In December 2001, the space shuttle Endeavour carried to space a tattered American flag that was recovered from the ground zero site at the World Trade Center.
Other ground zero artifacts remain in space today: The Mars rovers Spirit and Opportunity, which launched in 2003 and began exploring the Red Planet in 2004, both had components made from metal recovered from the ruin. On each rover is a rock abrasion tool for drilling samples of Mars’ ground. The cable shields for these instruments contain aluminum from the destroyed World Trade Center buildings, and the pieces are marked with American flags.
Astronauts have flown other items in tribute to past tragedies, such as a medal of a World War II pilot who died in action and a replica of a teddy bear that belonged to a Holocaust survivor.
Pieces of the Wright Flyer
Before space exploration could be possible, humans first had to figure out how to get off the ground. In 1903, Orville and Wilbur Wright made history by completing the first controlled, powered and sustained flight in Kitty Hawk, North Carolina.
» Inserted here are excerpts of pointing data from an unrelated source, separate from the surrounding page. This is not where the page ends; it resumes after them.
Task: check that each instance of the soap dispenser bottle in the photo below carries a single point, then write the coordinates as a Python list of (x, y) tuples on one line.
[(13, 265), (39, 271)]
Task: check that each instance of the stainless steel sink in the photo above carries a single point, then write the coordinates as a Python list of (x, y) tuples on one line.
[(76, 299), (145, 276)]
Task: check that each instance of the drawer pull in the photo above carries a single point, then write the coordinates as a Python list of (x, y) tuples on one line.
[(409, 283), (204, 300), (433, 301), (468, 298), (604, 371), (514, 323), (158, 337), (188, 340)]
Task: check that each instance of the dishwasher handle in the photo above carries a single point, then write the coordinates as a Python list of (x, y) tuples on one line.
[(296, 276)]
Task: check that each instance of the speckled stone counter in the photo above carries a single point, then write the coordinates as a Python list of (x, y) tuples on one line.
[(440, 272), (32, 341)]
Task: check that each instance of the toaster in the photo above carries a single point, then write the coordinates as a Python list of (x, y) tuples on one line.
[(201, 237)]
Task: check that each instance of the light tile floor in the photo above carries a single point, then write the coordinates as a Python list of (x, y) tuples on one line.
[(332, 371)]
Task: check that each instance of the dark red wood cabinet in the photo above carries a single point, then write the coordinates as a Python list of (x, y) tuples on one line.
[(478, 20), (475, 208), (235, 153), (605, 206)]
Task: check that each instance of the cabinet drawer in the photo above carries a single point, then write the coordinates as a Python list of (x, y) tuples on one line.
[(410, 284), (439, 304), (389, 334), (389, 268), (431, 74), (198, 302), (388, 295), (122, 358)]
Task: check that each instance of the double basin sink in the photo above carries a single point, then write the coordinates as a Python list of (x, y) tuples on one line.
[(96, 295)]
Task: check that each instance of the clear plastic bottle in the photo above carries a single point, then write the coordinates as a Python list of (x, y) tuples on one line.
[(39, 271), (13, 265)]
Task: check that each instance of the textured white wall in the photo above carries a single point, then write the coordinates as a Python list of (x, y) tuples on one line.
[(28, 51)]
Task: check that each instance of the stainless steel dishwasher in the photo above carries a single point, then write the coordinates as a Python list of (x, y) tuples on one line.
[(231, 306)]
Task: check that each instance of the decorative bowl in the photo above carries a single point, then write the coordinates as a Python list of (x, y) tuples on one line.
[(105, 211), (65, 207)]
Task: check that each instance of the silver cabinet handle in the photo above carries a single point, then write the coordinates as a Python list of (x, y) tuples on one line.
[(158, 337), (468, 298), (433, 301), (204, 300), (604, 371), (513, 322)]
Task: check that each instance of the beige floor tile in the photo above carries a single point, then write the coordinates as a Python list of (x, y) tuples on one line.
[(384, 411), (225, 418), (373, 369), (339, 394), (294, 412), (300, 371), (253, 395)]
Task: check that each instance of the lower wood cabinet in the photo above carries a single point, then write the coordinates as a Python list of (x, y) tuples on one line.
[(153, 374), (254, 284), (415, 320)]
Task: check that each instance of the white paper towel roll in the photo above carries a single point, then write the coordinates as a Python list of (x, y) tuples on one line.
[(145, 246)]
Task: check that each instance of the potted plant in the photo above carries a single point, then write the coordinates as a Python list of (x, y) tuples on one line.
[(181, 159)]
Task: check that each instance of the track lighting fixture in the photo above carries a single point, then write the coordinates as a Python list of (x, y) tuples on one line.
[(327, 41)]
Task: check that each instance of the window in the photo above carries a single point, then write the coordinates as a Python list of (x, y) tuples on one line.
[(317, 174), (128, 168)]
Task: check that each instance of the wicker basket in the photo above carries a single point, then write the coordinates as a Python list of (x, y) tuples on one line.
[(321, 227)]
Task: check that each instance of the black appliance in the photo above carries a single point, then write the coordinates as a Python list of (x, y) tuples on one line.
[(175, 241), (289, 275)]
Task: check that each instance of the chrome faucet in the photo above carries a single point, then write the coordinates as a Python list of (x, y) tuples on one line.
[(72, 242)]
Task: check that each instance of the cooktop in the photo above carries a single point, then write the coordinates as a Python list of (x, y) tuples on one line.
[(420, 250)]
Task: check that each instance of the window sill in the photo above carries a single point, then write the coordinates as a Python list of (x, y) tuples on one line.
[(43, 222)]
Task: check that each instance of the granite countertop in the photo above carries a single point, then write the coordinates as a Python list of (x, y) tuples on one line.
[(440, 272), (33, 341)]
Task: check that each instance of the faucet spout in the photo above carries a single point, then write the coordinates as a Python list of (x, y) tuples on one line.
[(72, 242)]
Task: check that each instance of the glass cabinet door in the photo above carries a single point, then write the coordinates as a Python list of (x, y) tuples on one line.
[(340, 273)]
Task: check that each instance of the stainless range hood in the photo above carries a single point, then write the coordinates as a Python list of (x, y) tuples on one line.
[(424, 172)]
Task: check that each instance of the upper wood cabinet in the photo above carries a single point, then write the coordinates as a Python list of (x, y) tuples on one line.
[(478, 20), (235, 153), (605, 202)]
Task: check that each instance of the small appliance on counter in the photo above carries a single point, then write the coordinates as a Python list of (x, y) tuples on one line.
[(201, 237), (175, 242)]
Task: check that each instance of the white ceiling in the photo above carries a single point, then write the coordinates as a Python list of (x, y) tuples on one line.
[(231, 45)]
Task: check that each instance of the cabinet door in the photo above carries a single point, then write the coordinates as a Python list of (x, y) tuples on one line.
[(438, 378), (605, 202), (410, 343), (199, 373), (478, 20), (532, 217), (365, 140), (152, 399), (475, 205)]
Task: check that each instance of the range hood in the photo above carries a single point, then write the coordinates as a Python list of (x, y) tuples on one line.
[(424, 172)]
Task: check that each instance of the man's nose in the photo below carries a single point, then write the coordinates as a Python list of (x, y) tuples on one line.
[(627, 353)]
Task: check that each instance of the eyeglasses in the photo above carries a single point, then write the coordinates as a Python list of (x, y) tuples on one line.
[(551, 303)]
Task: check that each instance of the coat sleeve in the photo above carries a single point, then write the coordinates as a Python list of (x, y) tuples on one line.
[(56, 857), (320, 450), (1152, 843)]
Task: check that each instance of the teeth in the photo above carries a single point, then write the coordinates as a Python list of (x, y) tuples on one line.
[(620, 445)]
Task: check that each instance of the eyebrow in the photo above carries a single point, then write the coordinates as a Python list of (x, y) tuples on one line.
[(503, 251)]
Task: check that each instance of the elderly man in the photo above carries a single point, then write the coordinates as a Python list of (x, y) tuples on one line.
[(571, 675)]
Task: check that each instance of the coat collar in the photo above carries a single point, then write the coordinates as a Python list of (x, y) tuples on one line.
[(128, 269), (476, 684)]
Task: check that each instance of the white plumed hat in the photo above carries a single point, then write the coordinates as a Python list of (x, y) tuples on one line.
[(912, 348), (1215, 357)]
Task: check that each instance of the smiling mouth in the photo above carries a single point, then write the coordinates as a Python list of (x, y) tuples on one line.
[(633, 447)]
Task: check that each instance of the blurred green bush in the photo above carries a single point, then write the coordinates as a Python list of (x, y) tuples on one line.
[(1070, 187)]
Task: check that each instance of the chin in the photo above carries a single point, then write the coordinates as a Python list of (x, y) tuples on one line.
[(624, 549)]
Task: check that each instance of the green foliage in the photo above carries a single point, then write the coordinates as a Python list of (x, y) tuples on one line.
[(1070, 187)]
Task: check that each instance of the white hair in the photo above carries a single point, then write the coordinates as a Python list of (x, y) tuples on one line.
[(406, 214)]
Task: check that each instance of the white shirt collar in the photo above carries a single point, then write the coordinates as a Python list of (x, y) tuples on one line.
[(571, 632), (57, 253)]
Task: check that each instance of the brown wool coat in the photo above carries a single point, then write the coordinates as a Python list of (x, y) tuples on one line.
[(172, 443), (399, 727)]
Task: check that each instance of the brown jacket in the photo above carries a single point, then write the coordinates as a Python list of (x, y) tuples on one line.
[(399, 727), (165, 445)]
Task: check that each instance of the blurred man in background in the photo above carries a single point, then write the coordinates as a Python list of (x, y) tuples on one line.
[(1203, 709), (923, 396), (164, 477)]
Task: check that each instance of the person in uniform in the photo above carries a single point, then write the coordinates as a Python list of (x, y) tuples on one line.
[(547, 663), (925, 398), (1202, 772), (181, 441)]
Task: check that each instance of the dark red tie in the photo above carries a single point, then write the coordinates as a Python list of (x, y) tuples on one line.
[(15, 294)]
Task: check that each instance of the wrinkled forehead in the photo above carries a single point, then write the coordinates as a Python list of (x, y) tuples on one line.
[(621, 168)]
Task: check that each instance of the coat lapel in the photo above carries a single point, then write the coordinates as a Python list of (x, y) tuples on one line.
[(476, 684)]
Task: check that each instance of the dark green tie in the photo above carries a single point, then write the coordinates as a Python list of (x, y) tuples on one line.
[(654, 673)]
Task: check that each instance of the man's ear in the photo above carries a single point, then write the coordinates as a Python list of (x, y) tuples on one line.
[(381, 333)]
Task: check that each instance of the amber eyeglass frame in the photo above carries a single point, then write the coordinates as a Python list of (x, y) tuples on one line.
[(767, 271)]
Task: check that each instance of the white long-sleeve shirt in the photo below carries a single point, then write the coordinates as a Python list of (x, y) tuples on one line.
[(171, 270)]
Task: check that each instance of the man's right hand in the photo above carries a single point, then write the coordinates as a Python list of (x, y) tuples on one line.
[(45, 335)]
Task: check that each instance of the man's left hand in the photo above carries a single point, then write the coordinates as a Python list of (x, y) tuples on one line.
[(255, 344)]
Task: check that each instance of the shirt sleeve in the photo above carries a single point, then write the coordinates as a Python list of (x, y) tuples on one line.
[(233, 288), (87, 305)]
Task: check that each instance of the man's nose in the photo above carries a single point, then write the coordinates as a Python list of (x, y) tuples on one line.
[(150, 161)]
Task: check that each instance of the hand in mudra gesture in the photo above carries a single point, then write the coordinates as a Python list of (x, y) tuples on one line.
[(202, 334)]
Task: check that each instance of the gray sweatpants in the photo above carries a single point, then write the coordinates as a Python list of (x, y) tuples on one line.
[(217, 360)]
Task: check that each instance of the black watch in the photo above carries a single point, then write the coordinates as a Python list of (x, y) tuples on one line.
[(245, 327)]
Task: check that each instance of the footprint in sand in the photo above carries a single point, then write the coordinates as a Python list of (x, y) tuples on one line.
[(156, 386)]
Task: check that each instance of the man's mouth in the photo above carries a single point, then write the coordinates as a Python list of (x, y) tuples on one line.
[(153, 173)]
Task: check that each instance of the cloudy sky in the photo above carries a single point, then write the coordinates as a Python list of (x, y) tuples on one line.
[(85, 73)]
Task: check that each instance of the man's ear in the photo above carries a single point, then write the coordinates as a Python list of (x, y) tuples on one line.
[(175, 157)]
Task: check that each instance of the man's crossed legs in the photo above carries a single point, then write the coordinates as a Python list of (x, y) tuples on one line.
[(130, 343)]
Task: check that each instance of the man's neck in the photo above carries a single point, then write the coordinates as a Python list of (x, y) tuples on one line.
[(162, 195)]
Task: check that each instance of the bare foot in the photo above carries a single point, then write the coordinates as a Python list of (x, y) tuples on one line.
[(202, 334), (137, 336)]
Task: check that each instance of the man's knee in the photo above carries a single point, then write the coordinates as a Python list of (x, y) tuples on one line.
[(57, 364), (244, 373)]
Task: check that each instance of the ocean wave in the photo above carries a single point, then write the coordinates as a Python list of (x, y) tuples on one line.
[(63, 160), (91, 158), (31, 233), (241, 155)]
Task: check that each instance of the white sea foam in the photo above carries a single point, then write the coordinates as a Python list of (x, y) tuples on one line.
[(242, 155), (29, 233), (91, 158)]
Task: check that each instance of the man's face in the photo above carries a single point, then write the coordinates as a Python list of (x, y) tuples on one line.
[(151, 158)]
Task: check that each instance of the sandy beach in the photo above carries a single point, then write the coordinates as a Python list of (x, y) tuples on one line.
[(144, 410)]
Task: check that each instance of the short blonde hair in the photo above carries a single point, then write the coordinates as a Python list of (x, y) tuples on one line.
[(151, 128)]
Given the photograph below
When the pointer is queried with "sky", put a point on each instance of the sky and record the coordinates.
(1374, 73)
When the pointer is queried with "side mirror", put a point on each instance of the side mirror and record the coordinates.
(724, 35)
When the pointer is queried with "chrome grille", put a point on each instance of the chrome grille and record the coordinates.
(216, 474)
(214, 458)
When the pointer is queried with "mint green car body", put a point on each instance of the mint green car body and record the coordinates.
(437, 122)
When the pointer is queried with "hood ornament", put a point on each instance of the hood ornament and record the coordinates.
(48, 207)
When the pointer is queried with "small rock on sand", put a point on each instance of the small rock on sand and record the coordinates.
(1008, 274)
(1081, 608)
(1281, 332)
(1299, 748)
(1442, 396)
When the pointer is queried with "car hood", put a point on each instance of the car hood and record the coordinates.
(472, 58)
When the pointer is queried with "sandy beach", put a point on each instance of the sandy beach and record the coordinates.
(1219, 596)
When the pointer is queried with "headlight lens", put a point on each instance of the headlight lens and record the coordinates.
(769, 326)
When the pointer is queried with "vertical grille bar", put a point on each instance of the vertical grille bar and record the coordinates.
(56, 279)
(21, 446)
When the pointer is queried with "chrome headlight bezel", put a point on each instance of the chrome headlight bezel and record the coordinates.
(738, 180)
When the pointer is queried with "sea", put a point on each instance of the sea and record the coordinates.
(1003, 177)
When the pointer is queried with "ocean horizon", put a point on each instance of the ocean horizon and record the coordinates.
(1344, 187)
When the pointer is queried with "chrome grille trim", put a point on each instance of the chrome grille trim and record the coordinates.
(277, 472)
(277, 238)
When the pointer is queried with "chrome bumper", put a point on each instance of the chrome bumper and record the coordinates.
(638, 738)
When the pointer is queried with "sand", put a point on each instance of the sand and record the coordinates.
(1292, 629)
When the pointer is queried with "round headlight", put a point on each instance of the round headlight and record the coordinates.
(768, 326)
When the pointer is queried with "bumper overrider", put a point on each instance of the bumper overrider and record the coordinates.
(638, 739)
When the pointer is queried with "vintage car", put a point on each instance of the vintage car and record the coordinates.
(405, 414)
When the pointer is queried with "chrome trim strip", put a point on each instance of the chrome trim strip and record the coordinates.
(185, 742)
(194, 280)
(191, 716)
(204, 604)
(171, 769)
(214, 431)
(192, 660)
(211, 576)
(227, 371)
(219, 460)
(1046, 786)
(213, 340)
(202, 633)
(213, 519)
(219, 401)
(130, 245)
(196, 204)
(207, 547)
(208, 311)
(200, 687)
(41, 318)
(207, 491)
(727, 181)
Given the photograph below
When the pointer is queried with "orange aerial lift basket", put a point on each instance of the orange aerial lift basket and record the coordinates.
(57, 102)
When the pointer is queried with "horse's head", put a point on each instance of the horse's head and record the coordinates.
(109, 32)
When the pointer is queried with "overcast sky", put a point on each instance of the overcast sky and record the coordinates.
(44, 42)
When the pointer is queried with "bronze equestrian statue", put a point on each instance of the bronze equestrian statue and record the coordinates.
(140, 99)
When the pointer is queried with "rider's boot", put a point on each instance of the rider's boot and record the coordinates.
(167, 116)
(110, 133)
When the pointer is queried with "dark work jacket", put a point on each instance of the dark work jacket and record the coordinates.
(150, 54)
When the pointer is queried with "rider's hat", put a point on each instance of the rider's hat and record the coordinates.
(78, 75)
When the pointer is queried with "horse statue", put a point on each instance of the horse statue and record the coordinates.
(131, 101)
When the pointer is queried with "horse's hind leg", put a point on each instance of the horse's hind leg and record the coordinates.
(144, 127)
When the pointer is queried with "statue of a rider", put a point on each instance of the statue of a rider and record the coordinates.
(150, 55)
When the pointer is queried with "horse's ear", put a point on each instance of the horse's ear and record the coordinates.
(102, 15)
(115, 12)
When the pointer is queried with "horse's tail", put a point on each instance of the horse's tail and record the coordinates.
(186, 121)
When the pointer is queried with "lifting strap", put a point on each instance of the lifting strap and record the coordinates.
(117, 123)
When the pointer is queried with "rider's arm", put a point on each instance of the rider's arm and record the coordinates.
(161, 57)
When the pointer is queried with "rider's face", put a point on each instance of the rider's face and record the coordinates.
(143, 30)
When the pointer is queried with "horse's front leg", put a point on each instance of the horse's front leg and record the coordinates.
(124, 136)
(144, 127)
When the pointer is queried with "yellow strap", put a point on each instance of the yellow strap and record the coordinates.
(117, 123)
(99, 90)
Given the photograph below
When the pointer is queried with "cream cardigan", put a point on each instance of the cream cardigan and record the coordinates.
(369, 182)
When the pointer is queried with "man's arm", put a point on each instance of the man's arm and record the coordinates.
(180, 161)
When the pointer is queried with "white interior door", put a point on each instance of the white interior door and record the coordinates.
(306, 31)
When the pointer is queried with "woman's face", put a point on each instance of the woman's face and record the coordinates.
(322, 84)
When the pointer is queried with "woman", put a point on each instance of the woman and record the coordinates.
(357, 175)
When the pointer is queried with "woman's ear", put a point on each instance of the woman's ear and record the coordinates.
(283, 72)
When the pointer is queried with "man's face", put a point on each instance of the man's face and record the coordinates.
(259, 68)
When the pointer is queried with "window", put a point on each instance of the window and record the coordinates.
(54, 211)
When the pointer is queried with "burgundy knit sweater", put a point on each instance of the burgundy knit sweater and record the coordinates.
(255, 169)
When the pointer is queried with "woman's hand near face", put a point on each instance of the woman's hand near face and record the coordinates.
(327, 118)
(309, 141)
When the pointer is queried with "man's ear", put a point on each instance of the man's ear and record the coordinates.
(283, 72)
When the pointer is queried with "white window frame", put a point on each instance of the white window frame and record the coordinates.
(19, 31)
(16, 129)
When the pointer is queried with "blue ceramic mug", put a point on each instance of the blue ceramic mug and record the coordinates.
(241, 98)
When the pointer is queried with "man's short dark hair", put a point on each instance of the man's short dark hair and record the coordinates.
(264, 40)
As NASA prepared to achieve another first in flight—sending humans to the moon—the astronauts wanted to honor their pioneering predecessors. Neil Armstrong, who like the Wrights grew up in Ohio, brought a piece of wood and a scrap of fabric from the 1903 Wright Flyer on his historic Apollo 11 mission—the trip when he took the first steps on the moon.
But that wasn’t the end of spaceflight for the Wright brothers’ invention. John Glenn (another Ohioan) brought a different swatch of the Flyer’s fabric on a space shuttle Discovery flight in 1998. And Ingenuity, NASA’s helicopter that’s currently on Mars, has a postage stamp-sized section of Wright Flyer fabric taped to a cable below its solar panels.
Today, the pieces that Armstrong carried are on display at the National Air and Space Museum. The artifacts capture two distinct eras of flight.
“It connects those dots, if you will, between the earliest history of heavier-than-air flight and the trip by humans to stand on the moon,” Weitekamp says. “It’s really a remarkable story of technological progress and human innovation.”